Face ao que está a acontecer com a Gronelândia:

Como o protagonista não se chama Putin, mas sim Trump, como o país agressor não é a Rússia mas sim os EUA, o discurso altera-se. Substituem-se as certezas pelos silêncios, as condenações por eufemismos, os crimes por “operações”, o direito internacional por “razões de segurança”. Os mesmos acéfalos comentadores que exigiriam tribunais internacionais explicam agora, com voz grave e olhar sabujo e compreensivo, que “a situação é complexa”, que “há antecedentes”, que “não se pode ser ingénuo”.
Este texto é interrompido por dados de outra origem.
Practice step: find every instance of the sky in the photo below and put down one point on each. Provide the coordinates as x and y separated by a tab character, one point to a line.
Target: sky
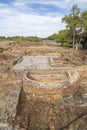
35	17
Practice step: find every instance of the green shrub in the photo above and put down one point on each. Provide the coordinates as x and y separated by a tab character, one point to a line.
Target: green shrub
65	44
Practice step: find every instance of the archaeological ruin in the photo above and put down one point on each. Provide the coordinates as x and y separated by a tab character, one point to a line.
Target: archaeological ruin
42	87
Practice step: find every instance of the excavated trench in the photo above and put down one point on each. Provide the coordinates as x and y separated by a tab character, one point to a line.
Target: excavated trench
53	93
48	108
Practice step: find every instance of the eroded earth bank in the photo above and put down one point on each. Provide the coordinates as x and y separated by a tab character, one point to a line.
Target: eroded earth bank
42	87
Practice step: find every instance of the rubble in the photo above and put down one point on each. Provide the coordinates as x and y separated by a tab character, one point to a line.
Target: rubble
42	87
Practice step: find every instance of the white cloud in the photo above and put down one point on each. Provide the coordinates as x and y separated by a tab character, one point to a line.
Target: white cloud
16	22
19	18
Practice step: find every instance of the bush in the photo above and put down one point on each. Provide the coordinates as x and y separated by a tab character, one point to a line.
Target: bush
65	44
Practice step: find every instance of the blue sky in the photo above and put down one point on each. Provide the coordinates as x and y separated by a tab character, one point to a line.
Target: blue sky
34	17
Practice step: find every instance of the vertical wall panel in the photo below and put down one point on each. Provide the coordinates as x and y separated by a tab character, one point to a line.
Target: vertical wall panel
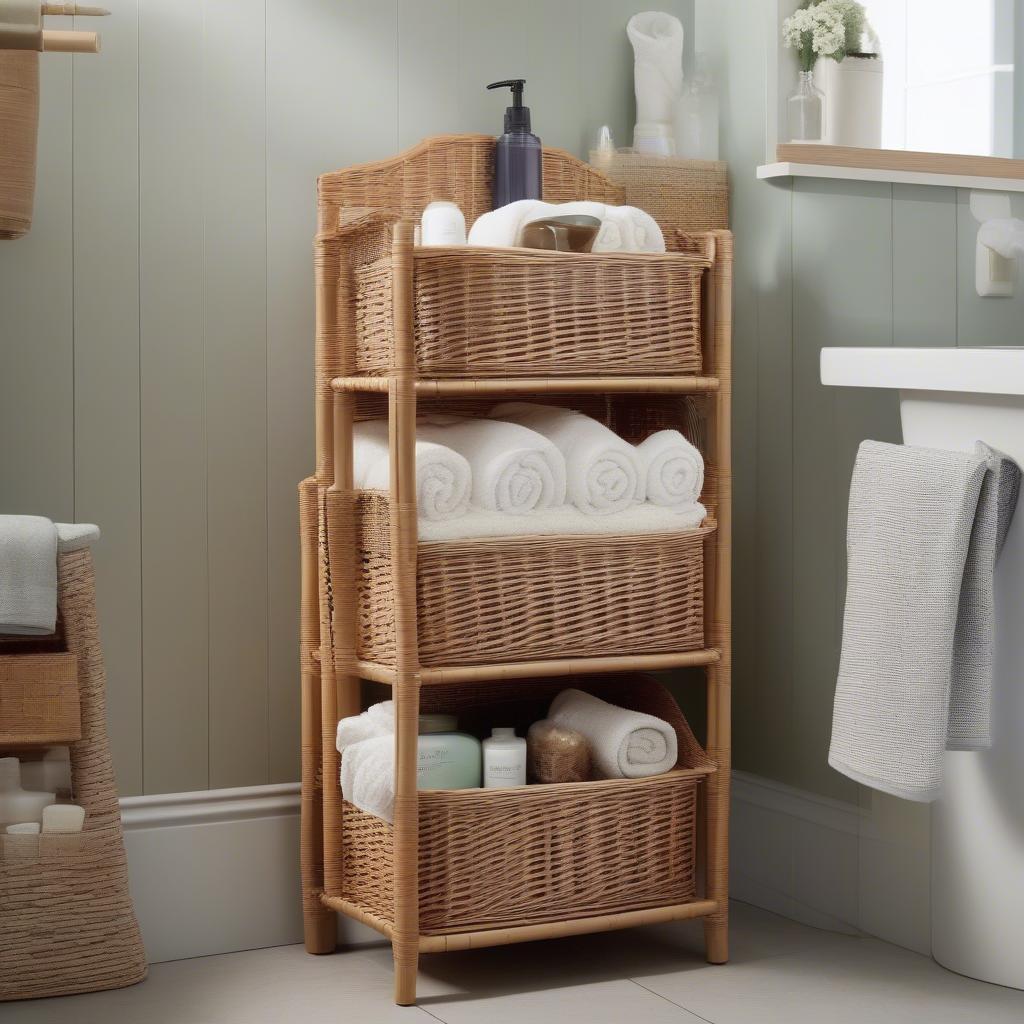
235	327
428	70
339	59
37	395
842	246
175	614
924	265
107	365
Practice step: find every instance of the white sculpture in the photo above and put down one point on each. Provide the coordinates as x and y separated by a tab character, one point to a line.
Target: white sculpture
657	76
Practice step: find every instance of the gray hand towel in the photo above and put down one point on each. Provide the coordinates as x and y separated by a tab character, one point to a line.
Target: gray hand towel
28	576
911	513
971	689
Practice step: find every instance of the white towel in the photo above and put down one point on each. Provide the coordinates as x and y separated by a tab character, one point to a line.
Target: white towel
375	721
443	478
911	513
367	745
604	474
28	576
565	521
624	228
514	469
624	743
368	776
673	469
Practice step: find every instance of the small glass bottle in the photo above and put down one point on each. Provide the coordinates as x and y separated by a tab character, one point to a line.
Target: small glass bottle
805	108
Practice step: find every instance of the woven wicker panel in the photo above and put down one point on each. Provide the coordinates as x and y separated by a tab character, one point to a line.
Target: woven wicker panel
690	195
493	312
39	699
501	858
487	600
459	168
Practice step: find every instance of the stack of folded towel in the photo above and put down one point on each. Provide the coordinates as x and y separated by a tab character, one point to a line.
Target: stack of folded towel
529	468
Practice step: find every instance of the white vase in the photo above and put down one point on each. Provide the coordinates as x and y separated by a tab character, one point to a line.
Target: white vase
852	100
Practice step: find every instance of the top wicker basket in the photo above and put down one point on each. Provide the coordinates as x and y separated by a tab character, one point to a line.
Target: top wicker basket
479	312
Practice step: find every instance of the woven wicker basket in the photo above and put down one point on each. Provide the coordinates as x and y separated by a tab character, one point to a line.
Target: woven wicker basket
496	312
493	858
536	597
67	923
680	195
39	699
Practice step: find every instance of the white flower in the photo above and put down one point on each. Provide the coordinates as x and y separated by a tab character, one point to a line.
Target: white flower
819	29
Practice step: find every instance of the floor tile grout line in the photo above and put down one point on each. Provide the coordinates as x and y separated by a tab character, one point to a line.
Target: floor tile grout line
672	1003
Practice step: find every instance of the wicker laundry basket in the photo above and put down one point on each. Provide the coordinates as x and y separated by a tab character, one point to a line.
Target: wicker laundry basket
67	922
496	858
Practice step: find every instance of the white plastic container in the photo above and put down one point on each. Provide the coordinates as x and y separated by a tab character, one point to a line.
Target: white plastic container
853	100
17	805
442	224
504	760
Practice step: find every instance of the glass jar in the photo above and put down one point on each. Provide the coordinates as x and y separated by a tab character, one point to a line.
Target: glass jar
805	111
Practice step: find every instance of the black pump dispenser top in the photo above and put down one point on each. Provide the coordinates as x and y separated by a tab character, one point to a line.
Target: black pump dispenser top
516	116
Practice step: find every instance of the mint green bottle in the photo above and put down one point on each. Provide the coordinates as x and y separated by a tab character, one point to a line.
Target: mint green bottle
448	759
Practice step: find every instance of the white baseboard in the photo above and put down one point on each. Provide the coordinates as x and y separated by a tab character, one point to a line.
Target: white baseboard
830	864
217	871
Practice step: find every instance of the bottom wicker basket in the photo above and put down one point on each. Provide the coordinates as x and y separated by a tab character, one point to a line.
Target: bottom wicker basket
68	924
495	858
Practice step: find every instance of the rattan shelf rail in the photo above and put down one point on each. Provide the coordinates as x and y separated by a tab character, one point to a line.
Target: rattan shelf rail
493	627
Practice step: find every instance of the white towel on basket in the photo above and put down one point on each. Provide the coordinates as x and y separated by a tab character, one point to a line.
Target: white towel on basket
673	469
443	479
604	474
514	468
366	743
28	576
624	743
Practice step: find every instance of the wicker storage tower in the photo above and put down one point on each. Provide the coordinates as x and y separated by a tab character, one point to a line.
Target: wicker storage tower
67	922
493	629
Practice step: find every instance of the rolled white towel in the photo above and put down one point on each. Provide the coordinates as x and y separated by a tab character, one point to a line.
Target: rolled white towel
500	228
673	469
368	776
628	228
443	478
514	469
375	721
603	472
624	743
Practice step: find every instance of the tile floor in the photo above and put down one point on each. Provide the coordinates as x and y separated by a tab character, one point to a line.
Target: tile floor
780	972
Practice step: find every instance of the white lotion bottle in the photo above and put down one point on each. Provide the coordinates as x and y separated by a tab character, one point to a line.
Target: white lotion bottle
504	760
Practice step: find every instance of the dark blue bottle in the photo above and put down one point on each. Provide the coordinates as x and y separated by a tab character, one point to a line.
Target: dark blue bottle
518	156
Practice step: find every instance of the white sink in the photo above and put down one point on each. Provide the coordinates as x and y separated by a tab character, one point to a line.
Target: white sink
949	398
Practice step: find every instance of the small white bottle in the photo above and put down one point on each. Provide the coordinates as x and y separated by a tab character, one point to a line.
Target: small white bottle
442	224
504	760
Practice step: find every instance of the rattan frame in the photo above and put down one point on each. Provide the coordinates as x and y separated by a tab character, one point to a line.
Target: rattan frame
459	168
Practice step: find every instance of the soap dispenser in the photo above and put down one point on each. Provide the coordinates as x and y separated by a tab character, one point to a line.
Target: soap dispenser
518	156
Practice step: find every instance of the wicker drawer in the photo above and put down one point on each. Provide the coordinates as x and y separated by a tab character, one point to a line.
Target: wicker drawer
515	599
497	312
39	701
497	858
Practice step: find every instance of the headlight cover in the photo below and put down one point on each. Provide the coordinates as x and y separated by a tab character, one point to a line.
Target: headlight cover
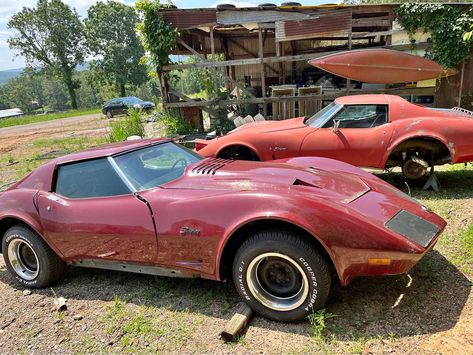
413	227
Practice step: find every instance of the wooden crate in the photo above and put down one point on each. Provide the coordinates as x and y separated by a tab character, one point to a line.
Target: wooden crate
283	109
309	107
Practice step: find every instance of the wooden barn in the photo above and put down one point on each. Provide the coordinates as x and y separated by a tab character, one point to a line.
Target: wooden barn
264	51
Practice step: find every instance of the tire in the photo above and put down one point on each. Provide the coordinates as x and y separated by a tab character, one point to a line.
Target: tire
281	276
415	169
29	259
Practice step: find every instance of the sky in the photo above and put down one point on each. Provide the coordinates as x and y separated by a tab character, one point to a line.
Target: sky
10	60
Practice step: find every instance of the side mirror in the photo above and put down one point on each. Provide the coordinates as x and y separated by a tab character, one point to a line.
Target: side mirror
336	123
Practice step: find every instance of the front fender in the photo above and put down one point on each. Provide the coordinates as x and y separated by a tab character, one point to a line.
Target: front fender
282	217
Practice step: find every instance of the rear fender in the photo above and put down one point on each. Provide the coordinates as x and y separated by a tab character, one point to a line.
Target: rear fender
415	135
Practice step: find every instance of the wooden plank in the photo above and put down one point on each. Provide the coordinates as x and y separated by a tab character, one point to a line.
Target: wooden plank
282	59
237	323
243	48
326	97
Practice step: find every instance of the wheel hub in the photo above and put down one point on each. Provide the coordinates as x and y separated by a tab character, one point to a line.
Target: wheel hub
277	281
23	259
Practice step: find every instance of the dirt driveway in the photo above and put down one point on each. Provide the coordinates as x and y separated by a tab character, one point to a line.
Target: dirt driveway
429	310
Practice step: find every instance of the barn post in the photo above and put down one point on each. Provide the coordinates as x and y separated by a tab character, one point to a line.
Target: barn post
263	78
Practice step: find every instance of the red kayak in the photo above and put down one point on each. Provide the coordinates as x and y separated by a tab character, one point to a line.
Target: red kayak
380	66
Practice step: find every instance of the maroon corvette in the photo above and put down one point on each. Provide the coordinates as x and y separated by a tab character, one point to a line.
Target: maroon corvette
284	230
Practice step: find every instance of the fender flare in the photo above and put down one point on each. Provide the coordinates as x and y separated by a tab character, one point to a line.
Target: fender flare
33	224
429	135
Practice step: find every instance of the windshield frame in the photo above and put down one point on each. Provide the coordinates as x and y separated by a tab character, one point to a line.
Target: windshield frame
319	122
126	180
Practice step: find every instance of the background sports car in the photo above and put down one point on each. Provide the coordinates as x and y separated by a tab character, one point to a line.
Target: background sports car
283	230
377	131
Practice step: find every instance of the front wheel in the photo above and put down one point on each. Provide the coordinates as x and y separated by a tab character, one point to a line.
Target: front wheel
29	259
281	276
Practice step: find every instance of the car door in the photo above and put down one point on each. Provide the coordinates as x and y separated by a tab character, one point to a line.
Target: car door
361	139
92	214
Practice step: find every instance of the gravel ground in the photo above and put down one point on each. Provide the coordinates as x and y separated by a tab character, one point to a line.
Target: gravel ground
429	310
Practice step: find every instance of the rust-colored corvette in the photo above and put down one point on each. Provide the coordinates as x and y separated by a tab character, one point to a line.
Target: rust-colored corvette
283	230
377	131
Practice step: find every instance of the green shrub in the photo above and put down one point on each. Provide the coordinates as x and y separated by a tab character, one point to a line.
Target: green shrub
127	126
173	123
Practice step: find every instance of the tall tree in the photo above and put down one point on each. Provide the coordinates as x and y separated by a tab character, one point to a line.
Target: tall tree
110	32
50	37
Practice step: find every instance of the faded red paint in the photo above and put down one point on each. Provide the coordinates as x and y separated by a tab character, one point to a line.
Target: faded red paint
348	225
366	147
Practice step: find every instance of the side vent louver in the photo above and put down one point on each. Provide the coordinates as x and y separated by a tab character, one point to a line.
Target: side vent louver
210	167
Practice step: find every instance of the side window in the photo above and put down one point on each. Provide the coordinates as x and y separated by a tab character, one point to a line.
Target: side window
360	116
92	178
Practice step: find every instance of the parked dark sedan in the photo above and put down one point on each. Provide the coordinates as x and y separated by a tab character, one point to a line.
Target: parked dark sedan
121	105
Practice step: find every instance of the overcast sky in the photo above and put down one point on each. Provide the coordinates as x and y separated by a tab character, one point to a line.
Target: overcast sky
8	59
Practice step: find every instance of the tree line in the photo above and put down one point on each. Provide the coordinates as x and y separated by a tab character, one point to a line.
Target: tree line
55	41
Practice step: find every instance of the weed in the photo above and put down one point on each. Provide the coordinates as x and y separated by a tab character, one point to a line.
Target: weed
356	347
127	126
318	322
174	124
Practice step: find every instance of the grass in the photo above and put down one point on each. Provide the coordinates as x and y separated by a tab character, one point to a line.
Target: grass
18	121
44	149
318	322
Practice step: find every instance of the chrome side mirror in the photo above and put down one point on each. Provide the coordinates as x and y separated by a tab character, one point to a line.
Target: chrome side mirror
336	123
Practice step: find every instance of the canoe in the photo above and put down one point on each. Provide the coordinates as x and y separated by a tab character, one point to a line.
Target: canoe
379	66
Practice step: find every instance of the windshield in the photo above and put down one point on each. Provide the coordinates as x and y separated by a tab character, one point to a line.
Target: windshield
155	165
320	117
131	100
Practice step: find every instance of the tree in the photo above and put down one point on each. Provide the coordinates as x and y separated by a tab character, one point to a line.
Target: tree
110	33
50	37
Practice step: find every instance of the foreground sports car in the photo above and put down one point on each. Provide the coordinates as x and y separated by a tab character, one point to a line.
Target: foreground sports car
283	230
377	131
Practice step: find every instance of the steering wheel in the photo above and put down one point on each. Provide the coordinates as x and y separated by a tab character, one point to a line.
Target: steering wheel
182	161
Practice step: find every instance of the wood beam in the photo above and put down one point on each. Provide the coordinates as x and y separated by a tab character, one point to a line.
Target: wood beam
293	58
326	97
243	48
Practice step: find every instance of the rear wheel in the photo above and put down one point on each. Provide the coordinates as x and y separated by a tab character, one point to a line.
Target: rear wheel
281	276
415	168
29	259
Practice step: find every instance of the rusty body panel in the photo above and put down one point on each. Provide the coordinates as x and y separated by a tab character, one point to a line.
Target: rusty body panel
382	66
445	133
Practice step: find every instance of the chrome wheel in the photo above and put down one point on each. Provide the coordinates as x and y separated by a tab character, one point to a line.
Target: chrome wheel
277	281
23	259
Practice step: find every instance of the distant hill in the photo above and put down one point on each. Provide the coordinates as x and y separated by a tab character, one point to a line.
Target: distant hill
6	75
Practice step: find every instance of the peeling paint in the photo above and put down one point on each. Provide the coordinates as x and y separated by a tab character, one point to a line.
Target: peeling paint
412	124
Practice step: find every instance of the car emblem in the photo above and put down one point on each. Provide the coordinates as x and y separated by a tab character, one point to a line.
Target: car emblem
189	231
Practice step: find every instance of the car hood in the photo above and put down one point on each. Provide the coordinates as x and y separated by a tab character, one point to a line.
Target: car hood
271	126
231	175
Esta não é uma ocasional falha de análise. É mesmo uma opção política e moral. Os arautos do chamado Ocidente não reagem em função de princípios, mas sim de alinhamentos e da consequente necessidade de imposturas. O direito internacional não é um corpo normativo universal. É um instrumento seletivo, para ser aplicado com rigor aos inimigos e suspenso quando possa incomodar os vassalos e/ou aliados. As televisões europeias, longe de serem espaços de escrutínio crítico, funcionam como emissores e/ou câmaras de eco dessa hipocrisia estrutural, procurando normalizar o inaceitável sempre que o inaceitável vem do lado "certo".
O escândalo, ignomínia, infâmia, baixeza e opróbrio não está apenas no que é feito, mas sim no que é tolerado, justificado e silenciado. E enquanto este duplo critério persistir, toda a profusa e cínica retórica sobre valores, democracia e ordem internacional não passará de propaganda bem iluminada, ruidosa quando convém e alterada quando mais importa.